Dual-Polarization Stacked Intelligent Metasurfaces for Holographic MIMO

TL;DR

This paper introduces a dual-polarized stacked intelligent metasurface architecture for holographic MIMO systems, enabling independent polarization processing, reducing interference, and significantly improving spectral and energy efficiency.

Contribution

It proposes a novel dual-polarized metasurface design and an optimization algorithm to enhance signal processing and system performance in holographic MIMO applications.

Findings

Supports more data streams for interference-free transmission

Improves spectral efficiency under polarization imperfections

Approaches theoretical performance bounds

Abstract

To address the limited wave domain signal processing capabilities of traditional single-polarized stacked intelligent metasurfaces (SIMs) in holographic multiple-input multiple-output (HMIMO) systems, which stems from limited integration space, this paper proposes a dual-polarized SIM (DPSIM) architecture. By stacking dual-polarized reconfigurable intelligent surfaces (DPRIS), DPSIM can independently process signals of two orthogonal polarizations in the wave domain, thereby effectively suppressing polarization cross-interference (PCI) and inter-stream interference (ISI).

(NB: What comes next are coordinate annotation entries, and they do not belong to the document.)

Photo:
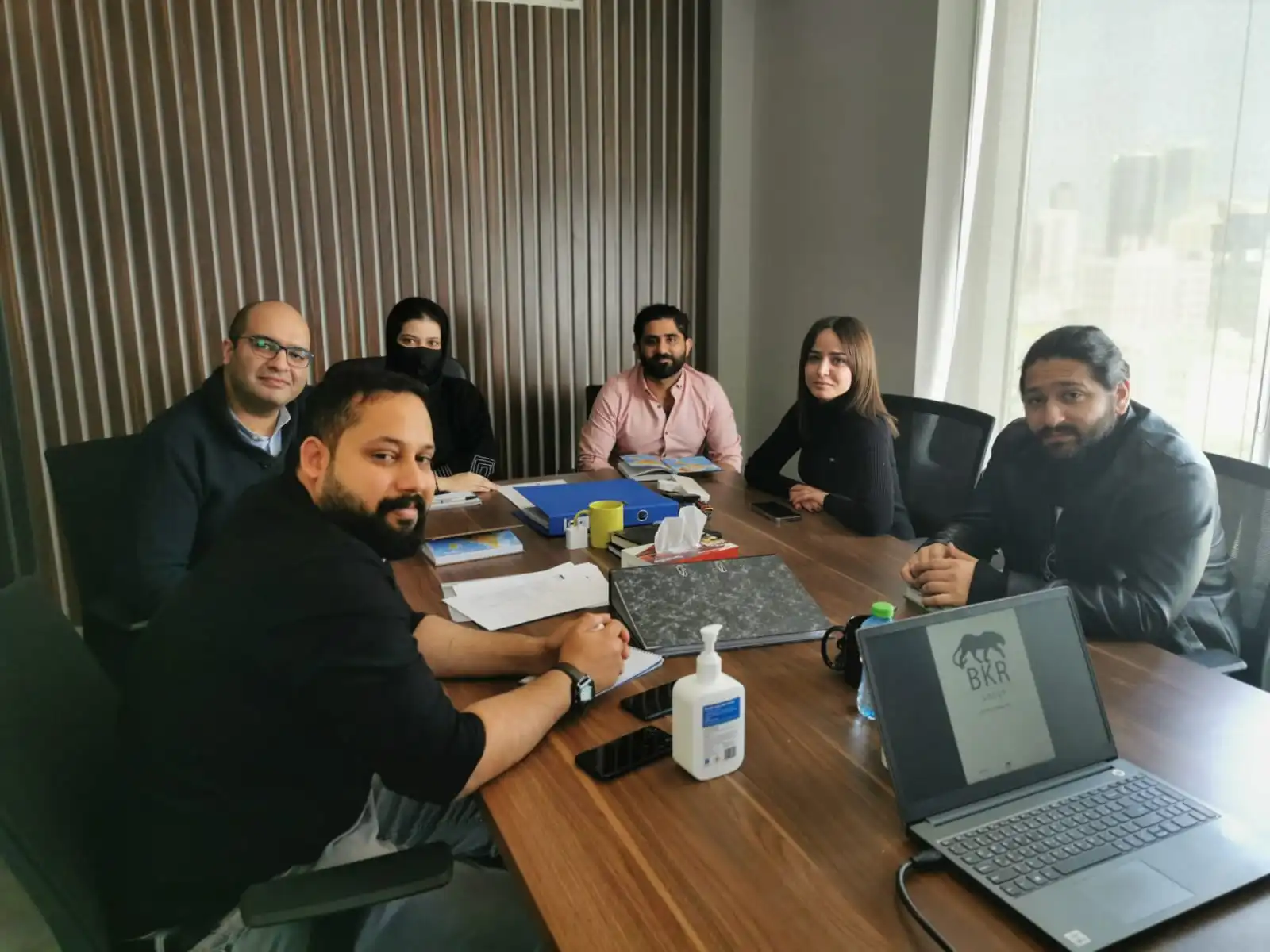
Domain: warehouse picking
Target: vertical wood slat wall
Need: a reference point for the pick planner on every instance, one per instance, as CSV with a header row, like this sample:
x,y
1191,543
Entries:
x,y
537,171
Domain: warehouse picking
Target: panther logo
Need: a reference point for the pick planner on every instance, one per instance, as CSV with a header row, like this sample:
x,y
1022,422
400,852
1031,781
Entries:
x,y
976,647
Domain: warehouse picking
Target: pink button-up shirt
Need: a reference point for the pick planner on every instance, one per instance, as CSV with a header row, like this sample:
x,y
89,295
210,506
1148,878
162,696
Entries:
x,y
628,418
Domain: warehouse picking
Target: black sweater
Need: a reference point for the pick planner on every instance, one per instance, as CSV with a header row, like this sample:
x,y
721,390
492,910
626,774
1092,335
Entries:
x,y
850,457
190,471
460,423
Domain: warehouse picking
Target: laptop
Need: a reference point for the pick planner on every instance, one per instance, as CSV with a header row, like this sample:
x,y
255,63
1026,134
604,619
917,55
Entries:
x,y
1003,759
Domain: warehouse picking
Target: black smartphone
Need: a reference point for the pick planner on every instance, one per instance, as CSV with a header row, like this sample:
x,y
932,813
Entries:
x,y
625,754
652,704
776,512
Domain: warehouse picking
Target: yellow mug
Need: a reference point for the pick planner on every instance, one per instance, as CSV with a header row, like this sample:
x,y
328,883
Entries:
x,y
606,518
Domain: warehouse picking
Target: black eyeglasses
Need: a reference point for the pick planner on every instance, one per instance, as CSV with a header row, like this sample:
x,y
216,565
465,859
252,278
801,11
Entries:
x,y
268,348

We introduce a layer-by-layer gradient descent with water-filling (LGD-WF) algorithm to enhance end-to-end performance. Simulation results show that, under the same number of metasurface layers and unit size, the DPSIM-aided HMIMO system can support more simultaneous data streams for ISI-free parallel transmission compared to traditional SIM-aided systems. Furthermore, under different polarization imperfection conditions, both the spectral efficiency (SE) and energy efficiency (EE) of the DPSIM-aided HMIMO system are significantly improved, approaching the theoretical upper bound.